In una vecchia puntata di Taglio Laser ricordavo un episodio. Venezia, Scuola Grande di San Rocco. Una brava guida illustra agli studenti la “Fuga in Egitto” del Tintoretto. Nel gruppo c’è una studentessa cinese. La professoressa accompagnatrice le parla sottovoce: «Capisci quello che sta dicendo?» «No».
Certo che no. La ragazza capiva l’italiano, ma non comprendeva. Fuga in Egitto? Fuga da dove? Fuga da chi? Fuga perché? E poi quel paesaggio non è l’Egitto. I personaggi chi sono? Un signore dalla barba bianca, una mamma col bambino. Perché sono così importanti da essere raffigurati? Quando avviene questa fuga? Al tempo del quadro? Cento anni prima? Mille anni prima?
I nipoti della ragazza potranno arrivare ad assimilare quel quadro. Per lei invece l’assimilazione sarà dura, molto dura. A meno che del quadro non le interessi nulla e lei identifichi l’essere italiana con l’autodeterminazione.
«Chi e perché vuol farci vivere nella chiusura e nella grettezza, in modo da non generare più figli, né dai nostri lombi né grazie alla nostra cultura e al nostro spirito?»
Chi, direttore Tarquinio? Il “chi” ha una risposta facile: sono quegli stessi che vogliono approvare lo ius soli.
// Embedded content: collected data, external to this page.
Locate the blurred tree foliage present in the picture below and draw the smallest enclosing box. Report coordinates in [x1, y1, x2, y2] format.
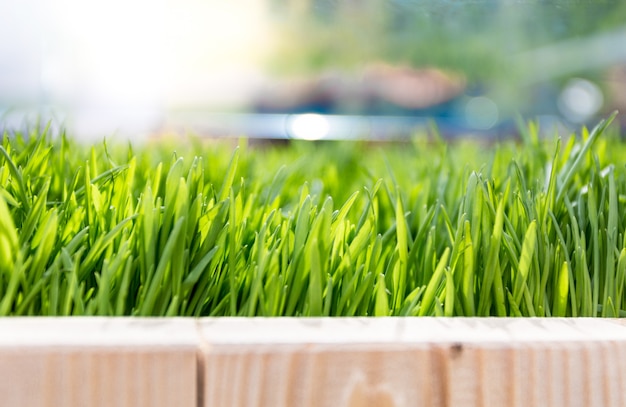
[267, 0, 626, 85]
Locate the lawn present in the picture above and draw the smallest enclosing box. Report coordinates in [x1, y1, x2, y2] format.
[0, 112, 624, 317]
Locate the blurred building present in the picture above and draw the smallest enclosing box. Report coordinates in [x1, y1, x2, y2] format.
[253, 64, 466, 116]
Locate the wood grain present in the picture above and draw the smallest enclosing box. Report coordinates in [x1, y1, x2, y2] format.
[197, 318, 626, 407]
[1, 318, 625, 407]
[0, 318, 198, 407]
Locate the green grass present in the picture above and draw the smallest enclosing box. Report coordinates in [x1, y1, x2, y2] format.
[0, 114, 625, 317]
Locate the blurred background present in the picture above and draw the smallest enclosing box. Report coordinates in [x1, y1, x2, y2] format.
[1, 0, 626, 140]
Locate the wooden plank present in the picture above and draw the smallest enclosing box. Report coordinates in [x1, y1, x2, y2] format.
[0, 318, 198, 407]
[197, 318, 626, 407]
[1, 318, 625, 407]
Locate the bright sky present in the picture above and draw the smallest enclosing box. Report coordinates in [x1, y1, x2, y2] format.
[0, 0, 275, 111]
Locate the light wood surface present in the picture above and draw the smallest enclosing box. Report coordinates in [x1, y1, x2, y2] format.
[0, 318, 198, 407]
[196, 318, 626, 407]
[1, 318, 625, 407]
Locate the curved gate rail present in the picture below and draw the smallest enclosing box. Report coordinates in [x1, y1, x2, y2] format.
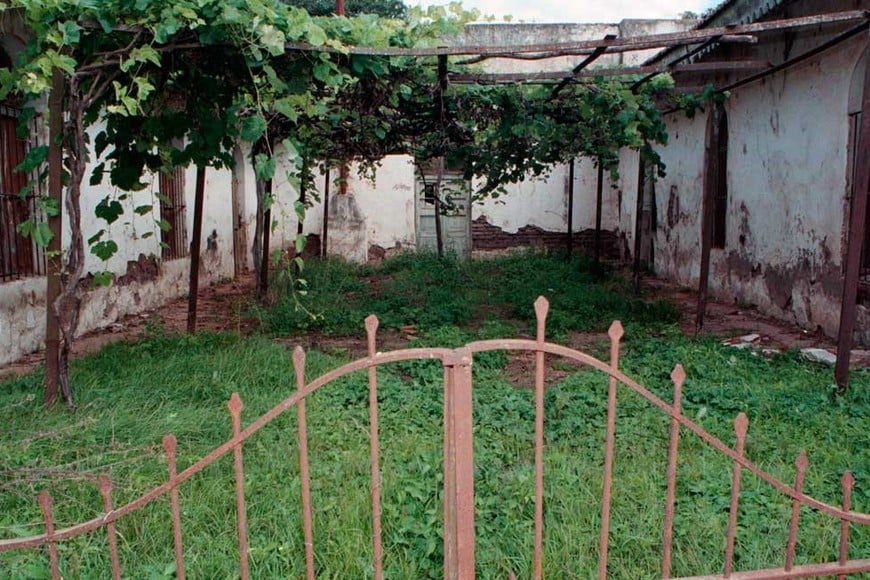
[1, 296, 869, 579]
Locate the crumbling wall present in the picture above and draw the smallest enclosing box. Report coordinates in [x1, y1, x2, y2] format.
[642, 29, 866, 342]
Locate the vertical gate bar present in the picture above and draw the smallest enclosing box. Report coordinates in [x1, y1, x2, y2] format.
[724, 413, 749, 578]
[661, 365, 686, 579]
[451, 350, 477, 579]
[533, 297, 549, 580]
[365, 315, 385, 580]
[443, 362, 458, 579]
[163, 435, 186, 580]
[37, 491, 60, 580]
[229, 394, 251, 580]
[598, 320, 624, 580]
[784, 451, 809, 573]
[838, 471, 855, 580]
[99, 475, 122, 580]
[294, 347, 316, 580]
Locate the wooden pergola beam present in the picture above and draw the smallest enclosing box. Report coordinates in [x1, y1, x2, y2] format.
[78, 10, 867, 60]
[449, 60, 772, 84]
[282, 10, 867, 57]
[550, 34, 616, 99]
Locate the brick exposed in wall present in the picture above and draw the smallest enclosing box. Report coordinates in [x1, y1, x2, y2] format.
[472, 216, 620, 259]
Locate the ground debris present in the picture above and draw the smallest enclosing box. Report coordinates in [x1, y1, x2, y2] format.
[801, 348, 837, 366]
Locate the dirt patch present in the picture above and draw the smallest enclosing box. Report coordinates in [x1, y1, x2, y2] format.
[3, 268, 869, 382]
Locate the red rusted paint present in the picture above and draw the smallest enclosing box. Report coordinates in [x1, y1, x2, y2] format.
[229, 393, 250, 580]
[37, 491, 60, 580]
[724, 413, 749, 578]
[534, 296, 549, 580]
[662, 364, 686, 578]
[294, 347, 316, 580]
[839, 471, 855, 580]
[366, 315, 385, 580]
[163, 434, 186, 580]
[99, 475, 122, 580]
[598, 320, 623, 580]
[785, 451, 809, 573]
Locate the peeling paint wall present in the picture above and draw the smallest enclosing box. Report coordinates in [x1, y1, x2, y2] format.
[621, 11, 869, 343]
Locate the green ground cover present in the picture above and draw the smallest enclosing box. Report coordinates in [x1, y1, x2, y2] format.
[2, 252, 868, 578]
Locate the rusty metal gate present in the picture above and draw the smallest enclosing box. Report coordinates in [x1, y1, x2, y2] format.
[1, 297, 869, 579]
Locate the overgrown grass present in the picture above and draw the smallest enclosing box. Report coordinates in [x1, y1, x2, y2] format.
[2, 253, 869, 578]
[259, 251, 680, 338]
Chi ha creato divorzio e aborto, chi ha negato le radici cristiane dell’Europa, chi ha creato l’immigrazionismo (Soros o la variante “Ero straniero” di Emma Bonino), sono i medesimi che vogliono lo “ius soli”.
Perché lo fanno, direttore Tarquinio? Il “perché” non balza subito all’occhio: lo fanno perché odiano il diritto naturale e la legge naturale universale.
Inizialmente, per avere l’appoggio cattolico, faranno uno “ius soli temperato”. Poi, approvata la legge, qualche sentenza di giudice lo trasformerà in “ius soli automatico”. E infine si provvederà a creare le sacche islamiche stile Molenbeek in Belgio.